Infrastructure and Logistics Advantages Drive Facility Location Decisions
July 2011
Behind all of this magic is a cloud-colored building in Maiden, N.C., covering half a million square feet and worth about a billion dollars. There's a reason Apple's new data center is where it is - infrastructure. Sure, it helps that the land in the tiny town was reasonably priced, and the generous tax breaks and lightning-fast permitting were pluses. But among the biggest factors that lured the Silicon Valley giant to a sleepy part of North Carolina are the high-tension wires stretching across the back of the property, bringing in lots and lots of reasonably priced electricity.just what a power-hungry data center really needs.
The story was much the same in Lenoir, N.C., not even an hour away. That's where Google planted a $600 million data center. Also not far away in Forest City, N.C., Facebook is building yet another high-profile data center. And word is that Disney Worldwide Services recently lined up land in what is fast becoming known as the "Google-Apple Corridor" for a data center of its own.
It's a striking example of the importance of infrastructure in location decision-making. These sites that are all over the high-tech news lately are not in big population centers, not on interstate highways or major waterways. Their proximity to rail lines and major airports - or lack thereof - is of no consequence. But they have access to the kinds of infrastructure required by data centers: cheap, reliable power and strong data connections.
Those data connections are of ever-increasing importance, observes Lewis Feldman, partner in the business law department of Los Angeles-based Goodwin Procter and a specialist in large real-estate deals. "One of the biggest questions is the cost of information and the amount of information that you can move," he says. "Information is ground zero for economic development." That's certainly true for data centers, but in reality, it's true for just about everything, notes Anthony Figliola, vice president of operations for Empire Government Strategies, a New York lobbying organization. Even a manufacturing operation these days may need solid data links to the supply chain as well as to downstream customers.
Attention to newer types of infrastructure needs is helping communities across the country to increase their economic development relevance. Consider the Indiana community of South Bend, situated right in the middle of the Rust Belt, with a long history of making durable goods from Studebakers to military vehicles. Today, it's emerging as a hot spot for data centers, thanks to strong data links and attention paid to the needs of technology businesses. Earlier this year, Data Realty LLC announced plans to build a data center at Ignition Park, a technology park that happens to sit on the same piece of real estate where Studebakers were once assembled. The city already has six commercial data centers serving customers across the Midwest.

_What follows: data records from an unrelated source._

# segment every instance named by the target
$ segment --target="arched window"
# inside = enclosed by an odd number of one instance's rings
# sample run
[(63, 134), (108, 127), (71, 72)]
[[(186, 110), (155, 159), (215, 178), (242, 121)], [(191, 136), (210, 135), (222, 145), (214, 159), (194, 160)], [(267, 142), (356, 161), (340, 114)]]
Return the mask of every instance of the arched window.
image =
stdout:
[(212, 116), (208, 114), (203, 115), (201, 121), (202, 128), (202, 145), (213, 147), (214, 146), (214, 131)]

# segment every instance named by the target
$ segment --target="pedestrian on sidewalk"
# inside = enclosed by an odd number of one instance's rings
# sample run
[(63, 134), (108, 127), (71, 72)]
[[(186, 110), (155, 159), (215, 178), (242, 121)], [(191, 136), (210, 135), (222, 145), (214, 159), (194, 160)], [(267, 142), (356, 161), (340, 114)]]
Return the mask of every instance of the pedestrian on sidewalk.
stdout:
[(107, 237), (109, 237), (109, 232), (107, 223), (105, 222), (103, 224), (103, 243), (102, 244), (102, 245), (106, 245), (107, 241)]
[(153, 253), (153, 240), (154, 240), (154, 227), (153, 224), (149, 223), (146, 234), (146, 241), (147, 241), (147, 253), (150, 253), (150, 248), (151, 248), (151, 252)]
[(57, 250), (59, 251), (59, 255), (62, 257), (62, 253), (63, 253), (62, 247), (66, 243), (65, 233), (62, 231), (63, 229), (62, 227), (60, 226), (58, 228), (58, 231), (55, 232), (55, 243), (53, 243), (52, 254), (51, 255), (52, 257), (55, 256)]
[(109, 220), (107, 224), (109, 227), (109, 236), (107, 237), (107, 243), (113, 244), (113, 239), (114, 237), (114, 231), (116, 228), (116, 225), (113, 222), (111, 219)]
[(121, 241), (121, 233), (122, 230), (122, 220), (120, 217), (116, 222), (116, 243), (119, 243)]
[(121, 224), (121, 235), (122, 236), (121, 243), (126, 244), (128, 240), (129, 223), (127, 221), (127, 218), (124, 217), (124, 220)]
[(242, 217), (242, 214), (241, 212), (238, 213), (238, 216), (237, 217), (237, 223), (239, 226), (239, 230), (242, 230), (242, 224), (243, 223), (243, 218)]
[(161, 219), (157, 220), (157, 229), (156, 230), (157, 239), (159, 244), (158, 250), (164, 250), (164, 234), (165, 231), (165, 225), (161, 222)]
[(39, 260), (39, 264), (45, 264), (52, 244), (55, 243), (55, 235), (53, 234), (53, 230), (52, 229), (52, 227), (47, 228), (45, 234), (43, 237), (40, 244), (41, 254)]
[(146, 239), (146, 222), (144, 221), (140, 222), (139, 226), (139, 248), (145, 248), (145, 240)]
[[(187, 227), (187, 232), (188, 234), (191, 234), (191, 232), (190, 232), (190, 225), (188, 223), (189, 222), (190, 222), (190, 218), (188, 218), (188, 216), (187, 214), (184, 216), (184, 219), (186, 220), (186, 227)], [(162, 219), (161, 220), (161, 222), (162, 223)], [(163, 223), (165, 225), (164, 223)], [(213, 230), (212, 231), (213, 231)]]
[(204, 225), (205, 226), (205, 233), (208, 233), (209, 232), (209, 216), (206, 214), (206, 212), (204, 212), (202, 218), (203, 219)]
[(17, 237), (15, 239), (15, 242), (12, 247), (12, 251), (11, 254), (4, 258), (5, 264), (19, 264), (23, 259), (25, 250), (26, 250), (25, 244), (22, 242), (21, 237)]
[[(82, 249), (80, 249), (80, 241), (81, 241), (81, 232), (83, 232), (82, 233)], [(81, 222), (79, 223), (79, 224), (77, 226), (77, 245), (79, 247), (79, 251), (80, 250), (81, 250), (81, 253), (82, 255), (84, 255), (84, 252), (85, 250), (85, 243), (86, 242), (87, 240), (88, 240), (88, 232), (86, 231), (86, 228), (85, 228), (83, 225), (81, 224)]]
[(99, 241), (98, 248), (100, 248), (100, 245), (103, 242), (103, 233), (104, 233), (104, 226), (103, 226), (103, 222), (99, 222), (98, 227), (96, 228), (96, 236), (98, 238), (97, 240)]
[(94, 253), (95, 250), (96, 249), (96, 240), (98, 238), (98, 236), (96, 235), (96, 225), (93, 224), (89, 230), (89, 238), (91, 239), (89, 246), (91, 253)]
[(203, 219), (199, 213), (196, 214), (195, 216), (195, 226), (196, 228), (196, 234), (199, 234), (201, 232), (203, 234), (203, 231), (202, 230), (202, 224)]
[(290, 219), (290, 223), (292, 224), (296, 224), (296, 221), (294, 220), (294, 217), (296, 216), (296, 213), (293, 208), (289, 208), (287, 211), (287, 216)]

More Traditional Infrastructure
That's not to say that more traditional varieties of infrastructure have lost their importance or influence. One of the world's oldest infrastructure types, water transportation, has been crucial to the success of a $3.8 billion modernization project at BP's refinery in Northwest Indiana. It's a project proceeding on a massive scale, and some of its key components have been shipped in from overseas by way of the St. Lawrence Seaway. Some materials have arrived at the Port of Indiana, others at a special 54-acre barge dock BP built just for this purpose on land leased from a nearby steel mill. According to BP officials, having port facilities nearby is critical because some components are so highly specialized that they can only be sourced internationally - and they are so huge that they have to come by ship or barge.
Kia Motors faced a similar situation working on an expansion at its Kia Motors Manufacturing Georgia Inc. facility in West Point, Ga. The project called for shipments of special machinery from Korea, including pieces weighing up to 170 tons. The equipment was shipped from Pyeongtaek, South Korea, to the Port of Savannah and hauled 300 miles across the state, a feat that required special logistical arrangements including a fleet of trailers and trucks. The components are being assembled into steel-stamping machinery that will turn out various vehicle body panels and support 1,000 new jobs, and state officials say they're glad to have invested in the transportation and logistics infrastructure that made the expansion possible.
Of course, as it always has been, highway access remains a key infrastructure issue driving many development projects, such as the Canon U.S.A. Americas headquarters being built on a former pumpkin farm along the Long Island Expressway in Melville, N.Y. Observes Figliola, the transportation requirements of large groups of people can be just as big a challenge as directing truck traffic at a distribution center: "How do you get more than 2,500 people in and out of the facility?"
In order for the project to move forward, millions of dollars in road improvements have been required, allowing construction access as well as making way for the thousands of Canon employees who'll be based there when it opens.
"Infrastructure is incredibly important to most companies when considering where to develop and expand," Figliola notes, with requirements ranging from roads to more robust sewers. "Manufacturers and distribution businesses need to be close to main thoroughfares to easily transport their products in and out of the region quickly, and most regions require sewage systems to increase the density of the building."
Transportation and logistics infrastructure advantages also are among the factors that persuaded Electrolux to pick Memphis for its new North American Cooking Products manufacturing center, according to Figliola. The company expects to begin transitioning production into the 700,000-square-foot facility in 2012.